What sparked your motivation to start on your own?

Ramani: I wanted to take on the best in the world.

If you see even today there is no Indian software product that sells across the world very well. There are some products like Ramco's ERP product, some financial products developed by Infosys [Get Quote] and TCS. But there is no product like the ones developed by Microsoft [Images], Oracle or SAP. Though most of these products are today owned by American companies they were developed by a majority of Indians working for these American companies.

Even in Symantec and Veritas the products with cutting-edge technology have been developed by Indians. This made me think that if Indians can build great products for foreign companies in India then why can't an Indian build as great a product in India for an Indian company?

How promising is your product?

This is a very interesting question to answer. When we developed this product we were very confident of hitting the one-million dollar mark pretty soon. But that's how all the start-up owners think. But when reality hits its different.

Although we have not yet made our first sale we are expecting to sell it to an Indian BPO company in Pune soon. Though it's not a very large BPO we think that it is a good entry for Druvaa in the BPO space. We would like to address a lot of other verticals but the BPO industry will do to begin with.

How can you sell your product at one-sixth the cost of that of your competitor?

Ramani: It is like this. People use any software product not because it is ideal for them but because everybody else is using it.

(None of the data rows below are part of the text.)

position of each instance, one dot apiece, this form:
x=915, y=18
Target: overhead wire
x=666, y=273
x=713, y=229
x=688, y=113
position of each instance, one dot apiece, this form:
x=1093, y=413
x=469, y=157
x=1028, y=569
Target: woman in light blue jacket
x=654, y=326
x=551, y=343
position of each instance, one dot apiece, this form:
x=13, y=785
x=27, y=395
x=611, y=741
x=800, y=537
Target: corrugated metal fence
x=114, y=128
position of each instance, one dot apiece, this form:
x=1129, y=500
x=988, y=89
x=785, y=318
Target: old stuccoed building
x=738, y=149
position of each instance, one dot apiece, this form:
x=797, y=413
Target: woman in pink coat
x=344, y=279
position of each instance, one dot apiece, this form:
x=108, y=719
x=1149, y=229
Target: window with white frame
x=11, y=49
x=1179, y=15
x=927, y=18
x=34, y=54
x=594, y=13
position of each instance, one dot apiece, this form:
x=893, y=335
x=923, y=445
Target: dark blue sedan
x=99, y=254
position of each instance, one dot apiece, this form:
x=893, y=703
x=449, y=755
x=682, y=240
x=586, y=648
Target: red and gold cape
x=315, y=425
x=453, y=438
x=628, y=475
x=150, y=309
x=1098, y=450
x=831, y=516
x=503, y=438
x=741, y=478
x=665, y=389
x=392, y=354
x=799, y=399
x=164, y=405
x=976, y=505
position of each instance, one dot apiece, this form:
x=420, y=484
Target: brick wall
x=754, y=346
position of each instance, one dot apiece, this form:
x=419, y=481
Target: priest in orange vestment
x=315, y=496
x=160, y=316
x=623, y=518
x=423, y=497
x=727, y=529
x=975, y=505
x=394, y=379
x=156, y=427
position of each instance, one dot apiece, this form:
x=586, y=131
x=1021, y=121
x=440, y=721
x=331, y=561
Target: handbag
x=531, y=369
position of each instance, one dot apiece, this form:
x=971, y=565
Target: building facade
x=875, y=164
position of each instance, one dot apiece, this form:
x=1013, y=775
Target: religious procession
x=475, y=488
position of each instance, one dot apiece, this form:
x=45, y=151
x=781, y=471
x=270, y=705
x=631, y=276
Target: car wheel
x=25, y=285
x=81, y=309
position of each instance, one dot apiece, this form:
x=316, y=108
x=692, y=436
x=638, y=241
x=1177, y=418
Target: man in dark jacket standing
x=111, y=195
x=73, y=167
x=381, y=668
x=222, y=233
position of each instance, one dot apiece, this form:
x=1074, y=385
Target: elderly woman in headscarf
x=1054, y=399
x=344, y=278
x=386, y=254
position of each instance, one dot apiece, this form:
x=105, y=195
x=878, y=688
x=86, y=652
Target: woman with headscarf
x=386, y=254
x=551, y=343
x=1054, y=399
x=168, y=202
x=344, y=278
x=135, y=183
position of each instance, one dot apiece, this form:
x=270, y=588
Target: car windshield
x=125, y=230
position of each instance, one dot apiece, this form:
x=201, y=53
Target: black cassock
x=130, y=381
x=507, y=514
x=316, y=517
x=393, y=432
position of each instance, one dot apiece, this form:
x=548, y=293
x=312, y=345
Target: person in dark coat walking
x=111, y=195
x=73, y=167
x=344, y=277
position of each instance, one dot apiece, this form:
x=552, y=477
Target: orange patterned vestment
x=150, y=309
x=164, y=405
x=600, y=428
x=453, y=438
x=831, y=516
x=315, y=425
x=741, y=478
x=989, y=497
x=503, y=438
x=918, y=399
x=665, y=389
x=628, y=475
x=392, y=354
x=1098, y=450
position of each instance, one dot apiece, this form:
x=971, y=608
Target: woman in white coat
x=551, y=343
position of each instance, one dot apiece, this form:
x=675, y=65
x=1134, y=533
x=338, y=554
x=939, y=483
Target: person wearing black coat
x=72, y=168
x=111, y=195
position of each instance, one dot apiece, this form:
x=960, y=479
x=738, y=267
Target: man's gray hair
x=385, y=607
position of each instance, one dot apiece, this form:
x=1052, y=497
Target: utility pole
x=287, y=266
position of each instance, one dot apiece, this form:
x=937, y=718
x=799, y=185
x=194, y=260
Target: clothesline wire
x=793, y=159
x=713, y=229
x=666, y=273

For instance if I tell you that there is something better than Microsoft Word then you may not be interested because a) you are so familiar with Word that you may not find it useful to learn how to use a new product and b) if you send that file across then the person at the other end should also have the same software installed to run it.

So people use particular software for a lack of choice. When we developed our product keeping in mind the actual user requirement in India we realised that it doesn't need all the sophisticated features that users hardly use. For they not only make the product complicated but also increase the cost for the user.

The size of our entire software is only about 10 MB. It's so well-engineered that we can even e-mail across it to our clients.

Also to deploy any replication software you need a skilled engineer who works on a time-bound pay to deploy that software. Our replicator software can be installed and deployed in an hour's time. The main purpose of our product is to replicate data in case of a crisis.

Our product is user-driven and feature-specific. Also maintenance of our product is very simple. Addressing these issues has helped us develop a low cost software product that can give a tough time to our competitors.

Do you think you have a world-class product and it is only a matter of time before it is accepted across the world?

Milind: If you compare our product with the best in the domain then more than 80 per cent of their features are identical. At the same time our product has advantages in performance, usability and simplicity. But our product doesn't have other complicated features like n is to n replication (this technology facilitates n number of computers under threat replicate data to n number of computers located anywhere in the world; in simple words this technology is a scale up of Druvaa's one is to one replicator).

However, that is in our roadmap and once we include this feature into our product I think we will be the best.

It is only a matter of resources. We shall be able to achieve n is to n replication in another six months and then you could call our product the world's best. We are four of us working on this feature now and we plan to hire four more engineers to develop the n is to n replicator product. You don't need a huge team to build a world-class product; only a few technology geniuses can do it.

How soon will you ship your product to foreign companies?

Ramani: Sukanto Ganguly from the US, who is on our board of directors, will help us take our product to the US market soon. Also, my boss at IBM Australia, Sharon Dempsey, has started her own company Certainty Soft. She plans to sell Druvaa products in the Australian market. So things, as we see, look bright to us at Druvaa.